Other house brands worth knowing

Beyond the six primary labels, the chain operates a number of category-specific house brands that readers encounter frequently. A New Day covers women's elevated-casual and workwear. Wild Fable covers younger women's trend-driven apparel. Heyday covers tech accessories (phone cases, charging cables, earbuds). Pillowfort covers children's home decor and bedding. Shade & Shore covers women's swimwear. Room Essentials covers college and dorm-specific home items at a lower price point than Threshold. Each of these brands operates with the same strategic logic as the six primary labels: a distinctive name signals the intended consumer and category without requiring shoppers to interpret a tiered private-label numbering system.

Knowing the house-brand map makes navigating the retailer's assortment faster. When a product listing displays an unfamiliar brand name, a quick check against the house-brand portfolio confirms whether it is the chain's own manufacture (which means the return policy is handled entirely in-store) or a national brand the chain distributes (which may involve a manufacturer warranty on top of the store return window).

What hub readers have shared

I had no idea Threshold and Goodfellow were the same chain's own brands until I read this explainer. I had been mentally treating them as separate companies.
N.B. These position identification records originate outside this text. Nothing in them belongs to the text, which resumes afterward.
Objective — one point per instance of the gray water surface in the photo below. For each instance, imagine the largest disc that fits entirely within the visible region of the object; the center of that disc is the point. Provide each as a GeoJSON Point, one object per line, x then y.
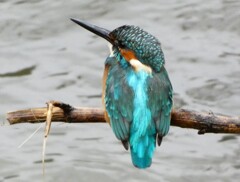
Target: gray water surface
{"type": "Point", "coordinates": [45, 56]}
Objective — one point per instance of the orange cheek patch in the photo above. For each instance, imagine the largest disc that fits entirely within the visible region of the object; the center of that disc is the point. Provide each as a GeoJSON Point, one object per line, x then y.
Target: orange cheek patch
{"type": "Point", "coordinates": [128, 54]}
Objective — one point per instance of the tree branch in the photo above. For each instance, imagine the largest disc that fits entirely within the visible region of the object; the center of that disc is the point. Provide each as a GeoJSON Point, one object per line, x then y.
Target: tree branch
{"type": "Point", "coordinates": [201, 121]}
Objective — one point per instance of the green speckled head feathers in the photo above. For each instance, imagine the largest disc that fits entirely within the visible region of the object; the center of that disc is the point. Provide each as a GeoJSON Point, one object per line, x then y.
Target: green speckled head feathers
{"type": "Point", "coordinates": [137, 93]}
{"type": "Point", "coordinates": [146, 47]}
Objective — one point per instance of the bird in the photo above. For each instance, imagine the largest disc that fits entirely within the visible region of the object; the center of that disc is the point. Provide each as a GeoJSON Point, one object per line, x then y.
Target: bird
{"type": "Point", "coordinates": [136, 90]}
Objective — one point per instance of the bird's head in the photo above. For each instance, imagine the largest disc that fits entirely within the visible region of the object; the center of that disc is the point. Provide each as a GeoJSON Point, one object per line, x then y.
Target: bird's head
{"type": "Point", "coordinates": [132, 43]}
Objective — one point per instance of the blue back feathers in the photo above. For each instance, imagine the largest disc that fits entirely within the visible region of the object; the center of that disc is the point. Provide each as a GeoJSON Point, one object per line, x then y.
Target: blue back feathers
{"type": "Point", "coordinates": [138, 103]}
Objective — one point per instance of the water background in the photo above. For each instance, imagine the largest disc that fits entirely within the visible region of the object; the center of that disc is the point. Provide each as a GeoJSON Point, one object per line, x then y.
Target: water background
{"type": "Point", "coordinates": [44, 56]}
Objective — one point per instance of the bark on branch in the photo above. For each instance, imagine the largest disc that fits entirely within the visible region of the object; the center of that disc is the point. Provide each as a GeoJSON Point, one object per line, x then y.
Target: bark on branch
{"type": "Point", "coordinates": [201, 121]}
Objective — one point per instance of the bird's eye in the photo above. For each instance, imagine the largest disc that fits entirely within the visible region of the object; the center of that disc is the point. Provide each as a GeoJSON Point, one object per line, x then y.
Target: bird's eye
{"type": "Point", "coordinates": [119, 44]}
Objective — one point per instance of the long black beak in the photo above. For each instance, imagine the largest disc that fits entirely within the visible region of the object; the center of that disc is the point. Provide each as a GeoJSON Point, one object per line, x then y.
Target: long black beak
{"type": "Point", "coordinates": [95, 29]}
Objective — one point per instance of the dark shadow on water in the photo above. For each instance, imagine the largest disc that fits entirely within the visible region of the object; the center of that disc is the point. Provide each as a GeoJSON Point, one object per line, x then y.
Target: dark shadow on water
{"type": "Point", "coordinates": [11, 176]}
{"type": "Point", "coordinates": [46, 161]}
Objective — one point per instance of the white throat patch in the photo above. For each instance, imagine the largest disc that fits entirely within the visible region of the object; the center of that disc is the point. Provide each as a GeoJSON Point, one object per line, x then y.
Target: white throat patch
{"type": "Point", "coordinates": [137, 65]}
Once I understood the house-brand structure, the return process, the Circle offer targeting and the quality positioning all clicked into place. The brand map on this page is the single most clarifying thing I have read about how that retailer actually works.

— Florinald R. TrevoreIIHouse-brand reader · Charlottesville, VA

Frequently asked questions

Why does Target have so many house brands instead of one private label?
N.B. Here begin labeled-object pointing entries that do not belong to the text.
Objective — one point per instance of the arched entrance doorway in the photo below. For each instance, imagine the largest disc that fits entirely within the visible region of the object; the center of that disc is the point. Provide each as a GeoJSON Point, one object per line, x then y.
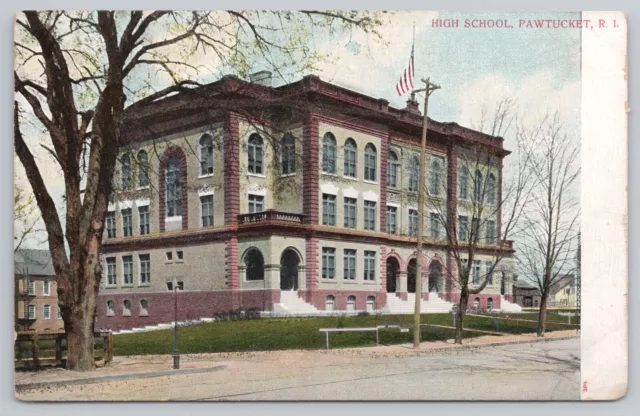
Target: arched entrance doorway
{"type": "Point", "coordinates": [411, 276]}
{"type": "Point", "coordinates": [435, 277]}
{"type": "Point", "coordinates": [289, 263]}
{"type": "Point", "coordinates": [392, 274]}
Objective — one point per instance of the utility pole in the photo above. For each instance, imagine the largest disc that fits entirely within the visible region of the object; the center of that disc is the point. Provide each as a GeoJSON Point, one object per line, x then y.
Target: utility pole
{"type": "Point", "coordinates": [429, 88]}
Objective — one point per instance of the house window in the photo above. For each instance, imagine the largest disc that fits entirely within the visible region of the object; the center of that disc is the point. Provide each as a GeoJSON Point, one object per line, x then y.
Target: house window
{"type": "Point", "coordinates": [413, 222]}
{"type": "Point", "coordinates": [330, 303]}
{"type": "Point", "coordinates": [127, 223]}
{"type": "Point", "coordinates": [328, 209]}
{"type": "Point", "coordinates": [392, 170]}
{"type": "Point", "coordinates": [350, 158]}
{"type": "Point", "coordinates": [144, 307]}
{"type": "Point", "coordinates": [414, 173]}
{"type": "Point", "coordinates": [127, 270]}
{"type": "Point", "coordinates": [145, 269]}
{"type": "Point", "coordinates": [463, 230]}
{"type": "Point", "coordinates": [328, 263]}
{"type": "Point", "coordinates": [126, 308]}
{"type": "Point", "coordinates": [254, 262]}
{"type": "Point", "coordinates": [206, 208]}
{"type": "Point", "coordinates": [477, 187]}
{"type": "Point", "coordinates": [369, 265]}
{"type": "Point", "coordinates": [349, 264]}
{"type": "Point", "coordinates": [491, 231]}
{"type": "Point", "coordinates": [143, 169]}
{"type": "Point", "coordinates": [351, 303]}
{"type": "Point", "coordinates": [206, 154]}
{"type": "Point", "coordinates": [256, 154]}
{"type": "Point", "coordinates": [370, 162]}
{"type": "Point", "coordinates": [392, 215]}
{"type": "Point", "coordinates": [434, 225]}
{"type": "Point", "coordinates": [288, 154]}
{"type": "Point", "coordinates": [111, 271]}
{"type": "Point", "coordinates": [111, 224]}
{"type": "Point", "coordinates": [350, 212]}
{"type": "Point", "coordinates": [464, 183]}
{"type": "Point", "coordinates": [435, 175]}
{"type": "Point", "coordinates": [125, 161]}
{"type": "Point", "coordinates": [329, 153]}
{"type": "Point", "coordinates": [173, 187]}
{"type": "Point", "coordinates": [256, 203]}
{"type": "Point", "coordinates": [369, 215]}
{"type": "Point", "coordinates": [476, 272]}
{"type": "Point", "coordinates": [143, 216]}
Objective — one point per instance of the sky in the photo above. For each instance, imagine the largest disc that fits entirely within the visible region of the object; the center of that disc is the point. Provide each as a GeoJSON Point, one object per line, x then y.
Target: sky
{"type": "Point", "coordinates": [475, 67]}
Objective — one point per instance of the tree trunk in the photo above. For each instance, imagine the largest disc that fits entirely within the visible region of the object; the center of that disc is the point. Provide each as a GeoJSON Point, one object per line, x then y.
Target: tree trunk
{"type": "Point", "coordinates": [462, 308]}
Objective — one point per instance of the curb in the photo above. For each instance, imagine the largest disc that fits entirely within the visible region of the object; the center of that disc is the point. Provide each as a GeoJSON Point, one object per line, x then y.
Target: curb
{"type": "Point", "coordinates": [115, 377]}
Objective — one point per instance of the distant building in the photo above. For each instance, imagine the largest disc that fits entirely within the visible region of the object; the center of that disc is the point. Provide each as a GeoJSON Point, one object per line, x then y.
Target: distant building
{"type": "Point", "coordinates": [36, 296]}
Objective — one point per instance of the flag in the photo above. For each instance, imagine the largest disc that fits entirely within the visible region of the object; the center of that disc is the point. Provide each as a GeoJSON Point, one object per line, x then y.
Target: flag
{"type": "Point", "coordinates": [406, 80]}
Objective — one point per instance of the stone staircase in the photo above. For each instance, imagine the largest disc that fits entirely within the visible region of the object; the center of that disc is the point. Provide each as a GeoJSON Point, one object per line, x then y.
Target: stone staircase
{"type": "Point", "coordinates": [395, 305]}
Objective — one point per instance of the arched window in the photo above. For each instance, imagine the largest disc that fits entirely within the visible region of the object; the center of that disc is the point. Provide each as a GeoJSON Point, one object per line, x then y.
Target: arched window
{"type": "Point", "coordinates": [464, 183]}
{"type": "Point", "coordinates": [330, 303]}
{"type": "Point", "coordinates": [256, 154]}
{"type": "Point", "coordinates": [477, 187]}
{"type": "Point", "coordinates": [329, 153]}
{"type": "Point", "coordinates": [173, 185]}
{"type": "Point", "coordinates": [125, 161]}
{"type": "Point", "coordinates": [414, 173]}
{"type": "Point", "coordinates": [254, 263]}
{"type": "Point", "coordinates": [350, 151]}
{"type": "Point", "coordinates": [206, 154]}
{"type": "Point", "coordinates": [143, 169]}
{"type": "Point", "coordinates": [392, 170]}
{"type": "Point", "coordinates": [435, 175]}
{"type": "Point", "coordinates": [351, 303]}
{"type": "Point", "coordinates": [370, 162]}
{"type": "Point", "coordinates": [288, 154]}
{"type": "Point", "coordinates": [491, 189]}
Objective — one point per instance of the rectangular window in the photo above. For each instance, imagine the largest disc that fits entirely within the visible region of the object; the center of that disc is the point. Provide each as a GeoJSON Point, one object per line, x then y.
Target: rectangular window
{"type": "Point", "coordinates": [349, 264]}
{"type": "Point", "coordinates": [127, 224]}
{"type": "Point", "coordinates": [111, 271]}
{"type": "Point", "coordinates": [463, 230]}
{"type": "Point", "coordinates": [369, 215]}
{"type": "Point", "coordinates": [434, 225]}
{"type": "Point", "coordinates": [256, 203]}
{"type": "Point", "coordinates": [392, 216]}
{"type": "Point", "coordinates": [476, 272]}
{"type": "Point", "coordinates": [127, 270]}
{"type": "Point", "coordinates": [143, 215]}
{"type": "Point", "coordinates": [328, 209]}
{"type": "Point", "coordinates": [111, 224]}
{"type": "Point", "coordinates": [145, 268]}
{"type": "Point", "coordinates": [206, 207]}
{"type": "Point", "coordinates": [369, 265]}
{"type": "Point", "coordinates": [350, 212]}
{"type": "Point", "coordinates": [413, 222]}
{"type": "Point", "coordinates": [328, 263]}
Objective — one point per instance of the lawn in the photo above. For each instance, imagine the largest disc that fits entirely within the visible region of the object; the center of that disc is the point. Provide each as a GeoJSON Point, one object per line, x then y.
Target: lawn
{"type": "Point", "coordinates": [302, 333]}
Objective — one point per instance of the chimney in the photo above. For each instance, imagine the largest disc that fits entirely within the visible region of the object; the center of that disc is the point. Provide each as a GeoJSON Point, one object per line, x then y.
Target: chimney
{"type": "Point", "coordinates": [261, 78]}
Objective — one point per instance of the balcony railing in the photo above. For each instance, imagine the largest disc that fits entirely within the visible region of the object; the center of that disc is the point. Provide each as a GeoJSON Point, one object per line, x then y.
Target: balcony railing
{"type": "Point", "coordinates": [270, 215]}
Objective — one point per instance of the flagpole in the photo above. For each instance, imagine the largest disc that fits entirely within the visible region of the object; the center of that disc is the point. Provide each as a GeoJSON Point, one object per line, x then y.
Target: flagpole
{"type": "Point", "coordinates": [430, 88]}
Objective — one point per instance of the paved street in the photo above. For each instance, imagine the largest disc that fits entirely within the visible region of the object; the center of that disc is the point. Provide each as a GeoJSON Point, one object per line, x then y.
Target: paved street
{"type": "Point", "coordinates": [532, 371]}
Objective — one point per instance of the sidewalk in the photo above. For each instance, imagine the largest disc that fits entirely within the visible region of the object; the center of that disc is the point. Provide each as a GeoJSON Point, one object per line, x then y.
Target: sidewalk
{"type": "Point", "coordinates": [126, 367]}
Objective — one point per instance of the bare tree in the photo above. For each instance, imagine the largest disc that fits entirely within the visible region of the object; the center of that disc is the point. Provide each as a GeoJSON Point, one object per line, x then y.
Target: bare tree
{"type": "Point", "coordinates": [547, 251]}
{"type": "Point", "coordinates": [72, 72]}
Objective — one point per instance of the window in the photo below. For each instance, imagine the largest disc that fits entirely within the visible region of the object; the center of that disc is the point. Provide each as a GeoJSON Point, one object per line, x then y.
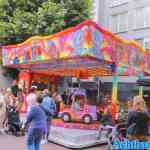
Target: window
{"type": "Point", "coordinates": [114, 23]}
{"type": "Point", "coordinates": [147, 16]}
{"type": "Point", "coordinates": [139, 18]}
{"type": "Point", "coordinates": [114, 3]}
{"type": "Point", "coordinates": [119, 22]}
{"type": "Point", "coordinates": [140, 41]}
{"type": "Point", "coordinates": [147, 44]}
{"type": "Point", "coordinates": [123, 22]}
{"type": "Point", "coordinates": [142, 17]}
{"type": "Point", "coordinates": [144, 42]}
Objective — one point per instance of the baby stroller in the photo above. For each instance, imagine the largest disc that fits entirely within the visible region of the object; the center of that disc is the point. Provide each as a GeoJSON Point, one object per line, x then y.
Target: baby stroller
{"type": "Point", "coordinates": [13, 124]}
{"type": "Point", "coordinates": [118, 134]}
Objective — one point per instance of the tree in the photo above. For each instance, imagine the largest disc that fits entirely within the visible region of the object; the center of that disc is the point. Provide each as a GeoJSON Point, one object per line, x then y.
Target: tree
{"type": "Point", "coordinates": [21, 19]}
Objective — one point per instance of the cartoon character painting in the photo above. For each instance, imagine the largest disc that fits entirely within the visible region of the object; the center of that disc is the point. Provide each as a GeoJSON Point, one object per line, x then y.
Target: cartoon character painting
{"type": "Point", "coordinates": [50, 49]}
The chain uses separate house brands to signal different quality tiers and category specialisations without requiring shoppers to decode a single tiered label system. Cat & Jack reads as kids' clothing; Threshold reads as home decor; Goodfellow & Co reads as menswear. Each brand name communicates a lifestyle positioning that a generic single label would not.
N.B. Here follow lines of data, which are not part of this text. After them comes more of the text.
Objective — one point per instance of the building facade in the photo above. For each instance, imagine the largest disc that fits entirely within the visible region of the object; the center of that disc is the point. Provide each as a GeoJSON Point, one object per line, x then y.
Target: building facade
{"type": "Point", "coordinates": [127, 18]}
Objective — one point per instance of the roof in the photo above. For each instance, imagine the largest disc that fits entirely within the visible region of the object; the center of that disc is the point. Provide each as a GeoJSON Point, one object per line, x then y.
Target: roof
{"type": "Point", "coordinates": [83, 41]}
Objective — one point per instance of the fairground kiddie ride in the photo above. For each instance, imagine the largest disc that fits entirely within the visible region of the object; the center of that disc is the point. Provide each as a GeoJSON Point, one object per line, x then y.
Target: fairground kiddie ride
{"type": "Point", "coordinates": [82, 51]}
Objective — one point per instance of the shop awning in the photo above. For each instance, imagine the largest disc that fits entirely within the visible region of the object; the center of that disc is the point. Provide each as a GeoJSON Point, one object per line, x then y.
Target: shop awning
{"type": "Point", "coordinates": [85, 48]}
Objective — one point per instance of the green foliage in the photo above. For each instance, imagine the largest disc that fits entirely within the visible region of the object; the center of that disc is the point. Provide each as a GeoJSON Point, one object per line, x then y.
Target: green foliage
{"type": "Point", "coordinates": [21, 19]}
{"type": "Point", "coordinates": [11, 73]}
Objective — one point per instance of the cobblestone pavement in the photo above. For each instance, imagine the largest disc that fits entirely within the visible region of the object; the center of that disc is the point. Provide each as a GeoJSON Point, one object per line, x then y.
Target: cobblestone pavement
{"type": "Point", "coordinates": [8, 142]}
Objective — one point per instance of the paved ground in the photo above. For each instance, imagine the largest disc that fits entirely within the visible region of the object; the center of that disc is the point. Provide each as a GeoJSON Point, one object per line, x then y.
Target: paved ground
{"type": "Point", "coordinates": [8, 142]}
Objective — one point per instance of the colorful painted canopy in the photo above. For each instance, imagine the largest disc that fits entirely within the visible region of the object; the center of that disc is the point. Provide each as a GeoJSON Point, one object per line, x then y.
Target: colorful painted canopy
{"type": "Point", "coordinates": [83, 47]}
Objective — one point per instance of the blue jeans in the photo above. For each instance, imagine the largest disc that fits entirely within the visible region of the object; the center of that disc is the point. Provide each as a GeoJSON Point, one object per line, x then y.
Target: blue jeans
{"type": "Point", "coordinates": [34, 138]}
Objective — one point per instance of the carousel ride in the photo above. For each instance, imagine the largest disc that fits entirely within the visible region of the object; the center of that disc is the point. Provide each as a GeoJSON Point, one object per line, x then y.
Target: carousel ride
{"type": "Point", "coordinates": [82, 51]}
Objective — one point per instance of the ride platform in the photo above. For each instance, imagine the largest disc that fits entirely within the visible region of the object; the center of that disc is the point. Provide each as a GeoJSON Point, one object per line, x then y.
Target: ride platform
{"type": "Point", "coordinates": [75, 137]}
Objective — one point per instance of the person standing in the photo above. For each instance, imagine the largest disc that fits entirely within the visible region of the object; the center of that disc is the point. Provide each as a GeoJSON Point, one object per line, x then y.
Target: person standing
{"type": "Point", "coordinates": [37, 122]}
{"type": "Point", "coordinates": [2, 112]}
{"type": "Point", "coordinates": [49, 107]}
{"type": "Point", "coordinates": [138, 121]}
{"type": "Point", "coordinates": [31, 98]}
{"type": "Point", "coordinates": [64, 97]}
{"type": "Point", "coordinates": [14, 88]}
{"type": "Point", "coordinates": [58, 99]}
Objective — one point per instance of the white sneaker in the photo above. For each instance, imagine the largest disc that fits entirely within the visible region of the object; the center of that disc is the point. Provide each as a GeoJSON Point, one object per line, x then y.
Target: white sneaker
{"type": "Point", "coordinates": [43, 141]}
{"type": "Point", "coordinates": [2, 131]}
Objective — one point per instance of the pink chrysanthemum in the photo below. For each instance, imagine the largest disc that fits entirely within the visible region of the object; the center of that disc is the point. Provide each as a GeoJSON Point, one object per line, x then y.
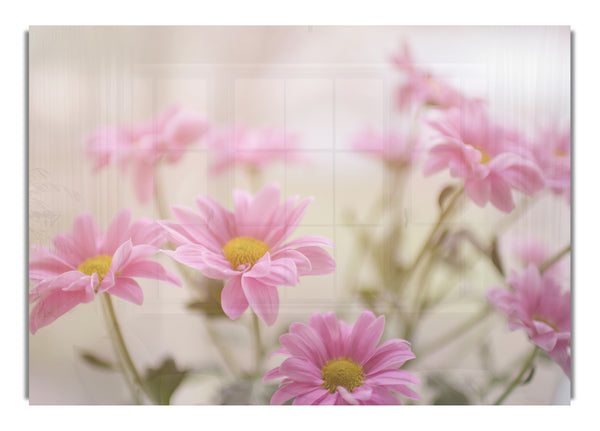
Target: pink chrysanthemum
{"type": "Point", "coordinates": [553, 154]}
{"type": "Point", "coordinates": [246, 248]}
{"type": "Point", "coordinates": [333, 363]}
{"type": "Point", "coordinates": [252, 149]}
{"type": "Point", "coordinates": [539, 307]}
{"type": "Point", "coordinates": [86, 263]}
{"type": "Point", "coordinates": [421, 87]}
{"type": "Point", "coordinates": [390, 147]}
{"type": "Point", "coordinates": [140, 147]}
{"type": "Point", "coordinates": [491, 159]}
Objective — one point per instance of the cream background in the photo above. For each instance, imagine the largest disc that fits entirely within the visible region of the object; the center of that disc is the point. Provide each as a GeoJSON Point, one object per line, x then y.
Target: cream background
{"type": "Point", "coordinates": [326, 83]}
Which Target house brand covers men's clothing?

Goodfellow & Co is the primary menswear house brand, covering everyday clothing basics — chinos, Oxford shirts, denim, T-shirts, sweaters, outerwear and swimwear — at moderate price points. The brand leans toward a streamlined, accessible-casual aesthetic and replaced the Merona men's label in 2017.

Is Up & Up the same quality as national-brand equivalents?

Up & Up is the chain's household-essentials house brand covering cleaning supplies, paper goods, OTC medications and personal care. For FDA-regulated OTC medications, the active-ingredient formulation is regulated to be equivalent to the national-brand comparator. For non-drug consumables, quality is comparable in most categories, though individual product preferences vary.

What categories does Good & Gather cover, and is the quality consistent?

Good & Gather is the grocery and pantry house brand, covering fresh dairy, eggs, frozen meals, snacks, beverages, condiments and dry pantry staples. The brand carries a no-artificial-flavors and no-high-fructose-corn-syrup formulation standard across the line. Quality consistency varies by subcategory; frozen and packaged items generally receive positive reader feedback.